The images are "cartoonified" to provide a comic book feel before comical applies facial recognition software to determine the appropriate location for speech bubbles and text boxes. Once this process is complete, the finalized image is added to a comic book panel display on a web application in real time so that the story is created in front of the user's eyes as they speak.
How we built it
Our team built this application using a Vue front-end and a Node.js back-end, using the following external services:
- Sentiment Analysis to determine the tone/emotions of user input
- Face API to map the location of faces within images
- Key Phrase Extraction to break user input down into its critical components
- Bing Image Search API to find images from extracted keywords
Google Cloud Platform
- Firebase used to deploy Node.js functions
- Session data storage in Firestore
- Dialogflow used to create the conversation model
- Actions-on-Google v2 Library for conversational fulfilment
Challenges we ran into
The biggest issue our team encountered was in the criteria and classification of the images being selected for our comics by the Bing Image Search API. For example, if the user enters "My sister was crying", the key phrase extraction would occasionally feel that the most relevant information was the word "sister"and would generate an image of a smiling woman. This was the reason our team implemented sentiment analysis, in order to understand the context of the input. Our team also lacked experience in many of the Azure/Google Cloud platform features we needed to implement.

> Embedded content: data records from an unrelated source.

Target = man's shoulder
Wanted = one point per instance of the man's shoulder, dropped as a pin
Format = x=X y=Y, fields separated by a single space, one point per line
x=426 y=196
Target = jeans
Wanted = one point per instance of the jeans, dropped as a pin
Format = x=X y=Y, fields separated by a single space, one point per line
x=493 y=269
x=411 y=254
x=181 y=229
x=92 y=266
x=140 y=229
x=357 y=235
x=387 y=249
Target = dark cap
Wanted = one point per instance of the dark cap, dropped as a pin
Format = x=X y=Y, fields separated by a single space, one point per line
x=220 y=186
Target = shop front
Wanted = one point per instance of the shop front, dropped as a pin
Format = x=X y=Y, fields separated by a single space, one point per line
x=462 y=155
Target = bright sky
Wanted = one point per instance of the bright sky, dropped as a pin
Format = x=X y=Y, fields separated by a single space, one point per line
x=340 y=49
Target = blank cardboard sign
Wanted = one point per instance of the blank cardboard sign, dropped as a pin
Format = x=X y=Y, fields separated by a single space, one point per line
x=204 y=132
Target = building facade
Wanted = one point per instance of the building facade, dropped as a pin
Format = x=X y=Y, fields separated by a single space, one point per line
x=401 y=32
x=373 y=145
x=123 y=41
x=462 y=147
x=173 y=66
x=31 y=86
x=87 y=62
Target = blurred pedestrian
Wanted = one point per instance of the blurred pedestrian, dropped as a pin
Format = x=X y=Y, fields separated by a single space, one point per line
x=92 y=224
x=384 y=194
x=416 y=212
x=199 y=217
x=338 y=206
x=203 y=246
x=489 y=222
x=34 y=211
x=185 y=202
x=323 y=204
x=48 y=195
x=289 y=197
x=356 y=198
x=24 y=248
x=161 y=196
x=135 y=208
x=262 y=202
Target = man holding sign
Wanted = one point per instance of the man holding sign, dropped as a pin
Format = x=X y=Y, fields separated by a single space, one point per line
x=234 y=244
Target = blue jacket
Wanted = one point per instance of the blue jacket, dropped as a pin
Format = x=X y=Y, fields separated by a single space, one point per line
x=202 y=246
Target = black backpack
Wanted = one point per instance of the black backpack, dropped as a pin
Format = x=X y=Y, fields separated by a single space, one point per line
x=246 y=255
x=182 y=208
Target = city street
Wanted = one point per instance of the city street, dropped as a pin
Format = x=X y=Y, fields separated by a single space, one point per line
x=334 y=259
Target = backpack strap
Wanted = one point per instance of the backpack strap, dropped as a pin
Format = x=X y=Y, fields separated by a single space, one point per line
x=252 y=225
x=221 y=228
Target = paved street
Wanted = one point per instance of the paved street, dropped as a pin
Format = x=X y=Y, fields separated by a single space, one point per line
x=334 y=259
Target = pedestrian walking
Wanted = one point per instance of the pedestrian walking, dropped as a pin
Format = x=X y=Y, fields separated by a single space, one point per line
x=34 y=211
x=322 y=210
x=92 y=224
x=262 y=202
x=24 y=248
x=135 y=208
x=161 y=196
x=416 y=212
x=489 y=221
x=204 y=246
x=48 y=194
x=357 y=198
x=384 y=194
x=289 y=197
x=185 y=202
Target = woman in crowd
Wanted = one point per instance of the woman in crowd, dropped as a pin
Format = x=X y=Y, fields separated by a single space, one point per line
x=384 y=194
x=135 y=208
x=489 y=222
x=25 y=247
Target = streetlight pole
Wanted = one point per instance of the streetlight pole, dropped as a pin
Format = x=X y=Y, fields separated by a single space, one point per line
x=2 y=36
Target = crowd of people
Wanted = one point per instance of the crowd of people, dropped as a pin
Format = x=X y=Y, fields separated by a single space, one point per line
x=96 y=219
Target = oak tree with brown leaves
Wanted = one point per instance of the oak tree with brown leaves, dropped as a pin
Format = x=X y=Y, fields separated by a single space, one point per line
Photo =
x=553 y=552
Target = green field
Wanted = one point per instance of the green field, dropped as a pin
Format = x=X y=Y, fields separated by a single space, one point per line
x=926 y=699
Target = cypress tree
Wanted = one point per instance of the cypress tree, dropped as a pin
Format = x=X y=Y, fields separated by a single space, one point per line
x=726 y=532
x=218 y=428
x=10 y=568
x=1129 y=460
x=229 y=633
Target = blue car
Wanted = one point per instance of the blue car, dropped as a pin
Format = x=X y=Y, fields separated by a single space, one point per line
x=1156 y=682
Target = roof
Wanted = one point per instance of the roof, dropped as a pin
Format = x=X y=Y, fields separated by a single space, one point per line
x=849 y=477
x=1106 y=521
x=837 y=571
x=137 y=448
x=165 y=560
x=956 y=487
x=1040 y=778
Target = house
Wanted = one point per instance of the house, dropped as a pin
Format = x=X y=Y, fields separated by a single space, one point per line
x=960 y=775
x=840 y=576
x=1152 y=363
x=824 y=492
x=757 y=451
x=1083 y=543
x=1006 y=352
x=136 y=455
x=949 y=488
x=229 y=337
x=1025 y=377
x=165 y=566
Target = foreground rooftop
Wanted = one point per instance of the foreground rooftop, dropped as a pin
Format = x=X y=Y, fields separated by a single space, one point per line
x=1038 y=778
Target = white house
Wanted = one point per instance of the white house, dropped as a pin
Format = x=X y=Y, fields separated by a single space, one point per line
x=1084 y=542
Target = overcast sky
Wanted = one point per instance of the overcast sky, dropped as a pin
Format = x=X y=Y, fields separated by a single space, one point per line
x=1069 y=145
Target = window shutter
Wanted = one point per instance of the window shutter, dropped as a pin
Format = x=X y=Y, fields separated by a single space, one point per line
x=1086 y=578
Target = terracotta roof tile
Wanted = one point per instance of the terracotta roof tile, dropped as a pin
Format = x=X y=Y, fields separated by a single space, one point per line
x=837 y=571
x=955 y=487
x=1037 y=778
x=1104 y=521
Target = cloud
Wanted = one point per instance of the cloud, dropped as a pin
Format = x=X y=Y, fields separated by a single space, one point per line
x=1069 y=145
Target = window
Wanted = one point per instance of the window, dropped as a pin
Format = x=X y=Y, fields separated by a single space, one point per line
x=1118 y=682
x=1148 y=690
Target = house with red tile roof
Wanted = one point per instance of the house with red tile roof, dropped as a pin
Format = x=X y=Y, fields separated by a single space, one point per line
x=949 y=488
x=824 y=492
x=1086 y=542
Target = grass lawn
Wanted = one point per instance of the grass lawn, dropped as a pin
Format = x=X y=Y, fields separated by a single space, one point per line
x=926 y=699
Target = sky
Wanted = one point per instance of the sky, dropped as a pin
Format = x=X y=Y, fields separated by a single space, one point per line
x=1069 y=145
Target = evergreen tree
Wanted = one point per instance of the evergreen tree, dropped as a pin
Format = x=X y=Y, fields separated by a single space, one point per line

Accomplishments that we're proud of
We're proud of having ideated, designed, developed and tested an ambitious idea in just 36 hours! Our team formed after the start of the Hackathon, and our members came from a variety of countries and backgrounds. We feel our biggest accomplishments are..:
- Learning multiple new tools within a short period of time
- Creating a project that communicates between multiple endpoints, API's and databases
- Sleeping ~3 hours/person over a 3 day period
What we learned
We would struggle to fit everything we learned over the past 3 days onto one page, but we feel the biggest lessons were that...:
- To always focus on the minimum viable product when time is limited
- It's more fun to work on projects you're excited about
- M.I.T is a further walk than it seems on a map
What's next for comical
Given more time, our team would have improved the training models for our ML products, and would have better utilized sentiment analysis. We also plan on creating better view control animations for our Vue front end, so that the screen zooms and shifts through the panels as the user speaks.